In high-dose animal experiments, the kidney was found to be the organ most sensitive to dissolved uranium, because the uranium attacks the tubule surfaces in the acid environment created by urine.
Significant cell death apparently occurs when the concentration of uranium exceeds three parts per million in the kidney tissue. For a “standard man,” this would correspond to a total loading in the kidneys of about one milligram of uranium.
Such a loading would not be easily accomplished. The International Commission on Radiological Protection model assumes that about one-eighth of the uranium that finds its way into the bloodstream will deposit in the kidneys. The rest will either be rapidly eliminated in the urine or attach itself temporarily to bone surfaces. For one milligram of uranium to be deposited in the kidneys, the blood would have to absorb about eight milligrams of soluble uranium compounds. If the fraction of soluble uranium oxides were one-third of the total uranium oxides released in the DU attack, then about 50 milligrams would have to be inhaled.
That would not be a casual exposure. Such a dose might be possible if one were inside a vehicle when it was hit. Otherwise, one would have to crawl inside such a vehicle immediately afterward in a rescue effort, or be involved in a lengthy cleanup effort in the interior without proper respiration gear or in other activities leading to the inhalation of resuspended dust.
Urinalyses shortly after exposure would have been the best way to assess the magnitude of these exposures. Unfortunately, no such tests were made for almost two years. By then, the tests were pointless. They simply revealed concentrations near background levels for all–except those carrying embedded DU fragments.
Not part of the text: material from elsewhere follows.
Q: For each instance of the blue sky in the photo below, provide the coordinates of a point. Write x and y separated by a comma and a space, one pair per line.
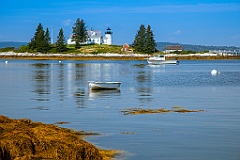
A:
205, 22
The measurement of exposures to other agents in the Gulf War generally was like that: too little too late. Nevertheless, these conclusions regarding depleted uranium seem reasonable:
▪ Although the use of DU munitions has been controversial since the end of the Gulf War, the radiological effects from exposures to depleted uranium are almost surely minor–certainly too small to be detectable.
Given that, radiation from depleted uranium is highly unlikely to have been responsible in any way for either the “Gulf War Syndrome” among veterans or for any of the variety of illnesses observed in the Iraqi population since the war.
▪ Some soldiers in armored vehicles hit by DU munitions, their rescuers, and individuals who spent prolonged periods of time in the vehicles as part of cleanup details (and who were not wearing adequate respiratory protection), may have inhaled enough DU dust to suffer heavy-metal effects.
Natural curiosity may also lead children and other passersby to investigate the interiors of destroyed tanks and other vehicles used by the Iraqis. This would subject them to danger from DU dust as well as to live munitions that have been destabilized by fires. Such vehicles should be made inaccessible, perhaps by being buried and then pumped full of concrete.
Depleted uranium is a dangerous material when used in war fighting. But not primarily because it is radioactive. It is dangerous because it penetrates armor easily and kills by blast and fire. In terms of the health impacts on the general population in and near the war zone, the effects of the use of DU munitions pale in comparison with the other direct and indirect effects of war.